The International Monetary Fund warns Algeria of depleting reserves and calls for financial control

AlgeriaThe International Monetary Fund called on the Algerian authorities to implement broad financial reforms and adopt what it described as “major financial consolidation,” warning that the continuation of current deficit levels may lead to the depletion of foreign reserves and an increase in public debt, in light of the challenges facing the Algerian economy.

These recommendations came after the Fund’s mission concluded the Article 4 consultations for the year 2026, where it was considered that strengthening the economy’s resilience has become more urgent with the decline in financial and external margins, calling for tightening fiscal policy and reducing the resort to monetary financing of the budget deficit, with the possibility of tightening monetary policy if inflationary pressures continue.

The Fund explained that the Algerian economy recorded growth of3.9 percentDuring the year 2025, driven by an increase in investments, the fiscal deficit, despite its decline to10.5 percent of GDPIt remained high, benefiting from exceptional distributions to public companies and the Central Bank, in addition to improved non-oil revenues.

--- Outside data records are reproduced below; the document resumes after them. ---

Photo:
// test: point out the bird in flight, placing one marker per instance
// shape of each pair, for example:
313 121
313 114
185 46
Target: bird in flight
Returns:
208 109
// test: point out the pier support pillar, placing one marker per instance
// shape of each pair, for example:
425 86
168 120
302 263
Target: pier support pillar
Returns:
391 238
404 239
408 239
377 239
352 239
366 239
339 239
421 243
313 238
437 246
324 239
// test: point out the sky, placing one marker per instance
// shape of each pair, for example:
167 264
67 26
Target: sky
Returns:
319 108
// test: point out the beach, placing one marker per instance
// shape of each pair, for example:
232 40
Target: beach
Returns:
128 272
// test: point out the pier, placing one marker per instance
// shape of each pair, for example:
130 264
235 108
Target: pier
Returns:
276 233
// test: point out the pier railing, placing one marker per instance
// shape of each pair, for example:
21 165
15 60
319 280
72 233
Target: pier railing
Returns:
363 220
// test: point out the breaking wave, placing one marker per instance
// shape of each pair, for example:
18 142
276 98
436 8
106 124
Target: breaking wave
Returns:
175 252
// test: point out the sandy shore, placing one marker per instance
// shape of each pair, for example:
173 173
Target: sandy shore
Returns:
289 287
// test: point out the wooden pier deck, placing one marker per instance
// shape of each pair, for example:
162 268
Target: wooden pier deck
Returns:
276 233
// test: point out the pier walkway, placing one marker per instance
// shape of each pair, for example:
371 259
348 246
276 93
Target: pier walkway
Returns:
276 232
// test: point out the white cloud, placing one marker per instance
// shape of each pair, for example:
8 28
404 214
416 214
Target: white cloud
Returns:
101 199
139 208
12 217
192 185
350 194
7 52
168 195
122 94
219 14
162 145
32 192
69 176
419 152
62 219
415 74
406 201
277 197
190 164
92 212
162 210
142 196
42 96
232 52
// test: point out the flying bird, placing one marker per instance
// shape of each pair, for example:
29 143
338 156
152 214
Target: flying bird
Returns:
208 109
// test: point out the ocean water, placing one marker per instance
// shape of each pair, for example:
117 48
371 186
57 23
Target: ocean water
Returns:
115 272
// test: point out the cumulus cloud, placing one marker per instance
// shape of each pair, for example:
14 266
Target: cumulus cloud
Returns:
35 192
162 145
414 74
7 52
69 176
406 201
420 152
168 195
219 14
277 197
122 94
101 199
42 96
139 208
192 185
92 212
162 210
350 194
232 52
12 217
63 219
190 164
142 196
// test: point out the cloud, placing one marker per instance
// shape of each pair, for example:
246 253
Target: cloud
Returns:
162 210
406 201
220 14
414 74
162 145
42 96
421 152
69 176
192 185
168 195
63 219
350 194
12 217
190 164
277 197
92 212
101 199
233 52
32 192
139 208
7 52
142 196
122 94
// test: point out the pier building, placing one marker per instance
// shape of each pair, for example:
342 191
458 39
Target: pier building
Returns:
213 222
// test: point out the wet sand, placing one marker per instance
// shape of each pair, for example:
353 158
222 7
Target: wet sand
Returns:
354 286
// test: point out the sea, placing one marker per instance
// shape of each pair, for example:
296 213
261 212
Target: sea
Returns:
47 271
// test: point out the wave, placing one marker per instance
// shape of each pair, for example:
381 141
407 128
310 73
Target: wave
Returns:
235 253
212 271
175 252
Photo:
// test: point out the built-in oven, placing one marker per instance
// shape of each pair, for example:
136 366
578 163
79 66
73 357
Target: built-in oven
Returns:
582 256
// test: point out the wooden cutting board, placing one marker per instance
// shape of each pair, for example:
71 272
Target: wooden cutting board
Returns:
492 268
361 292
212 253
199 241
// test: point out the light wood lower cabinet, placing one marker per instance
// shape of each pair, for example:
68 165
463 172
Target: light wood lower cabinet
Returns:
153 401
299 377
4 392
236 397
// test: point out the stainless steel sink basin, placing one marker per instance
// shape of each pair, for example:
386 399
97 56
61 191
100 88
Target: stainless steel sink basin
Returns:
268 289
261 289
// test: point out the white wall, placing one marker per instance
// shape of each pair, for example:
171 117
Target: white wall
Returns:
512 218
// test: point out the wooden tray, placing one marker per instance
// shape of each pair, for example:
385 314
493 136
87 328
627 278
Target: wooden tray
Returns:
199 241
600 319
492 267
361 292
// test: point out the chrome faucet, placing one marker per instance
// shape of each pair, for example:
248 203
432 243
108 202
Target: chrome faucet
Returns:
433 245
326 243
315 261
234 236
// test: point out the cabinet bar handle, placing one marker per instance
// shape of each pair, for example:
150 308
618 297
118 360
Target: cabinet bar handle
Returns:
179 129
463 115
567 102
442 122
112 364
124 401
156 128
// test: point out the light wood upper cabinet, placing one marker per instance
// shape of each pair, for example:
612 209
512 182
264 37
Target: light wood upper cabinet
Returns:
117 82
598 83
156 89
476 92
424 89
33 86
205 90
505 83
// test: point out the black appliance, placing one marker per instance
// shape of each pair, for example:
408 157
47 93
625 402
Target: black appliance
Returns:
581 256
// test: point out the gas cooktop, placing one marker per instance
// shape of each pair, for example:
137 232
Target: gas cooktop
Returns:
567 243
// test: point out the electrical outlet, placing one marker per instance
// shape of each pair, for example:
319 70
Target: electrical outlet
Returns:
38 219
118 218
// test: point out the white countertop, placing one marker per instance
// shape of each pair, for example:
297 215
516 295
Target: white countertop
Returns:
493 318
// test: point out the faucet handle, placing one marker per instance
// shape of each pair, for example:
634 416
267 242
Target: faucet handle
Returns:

The report indicated that high financing needs pushed public debt to52.1 percent of GDPWhile the increase in imports and the decline in fuel exports led to a widening of the current account deficit and a decrease in international reserves, which according to the latest official data amounted to about70 billion dollars.

Despite these indicators, the International Monetary Fund maintained its relatively positive expectations for the Algerian economy, likely to achieve growth of3.8 percentDuring 2026, supported by improved oil and gas prices, which may contribute to enhancing public revenues and reducing the current account deficit, with the expectation of recording a temporary rise in inflation rates.

The Algerian government, within the Finance Law of 2026, aims to achieve economic growth of approximately4 percent, while reducing the inflation rate to less than2 percentDepending on expanding investments in the industrial and mining sectors.

The Fund warned that the continuation of the fiscal deficit at current levels may lead, in the medium term, to an increase in public debt and the depletion of foreign reserves, stressing that the sustainability of the Algerian economy requires accelerating structural reforms and diversifying sources of income away from hydrocarbons.

He also recommended expanding the tax base, reducing tax exemptions, enhancing digitization and fiscal administration, in addition to reforming the support system, reducing financial transfers to public institutions, and improving the efficiency of public investment.

The report also called for adopting greater flexibility in the exchange rate, improving the business climate, and easing regulatory and trade restrictions, which contributes to enhancing the role of the private sector and achieving a more sustainable growth model.

According to the International Monetary Fund, the Algerian economy remains exposed to fluctuations in oil and gas prices, as it is the main source of public revenues and hard currency, which makes accelerating economic reforms necessary to ensure financial stability in the long term.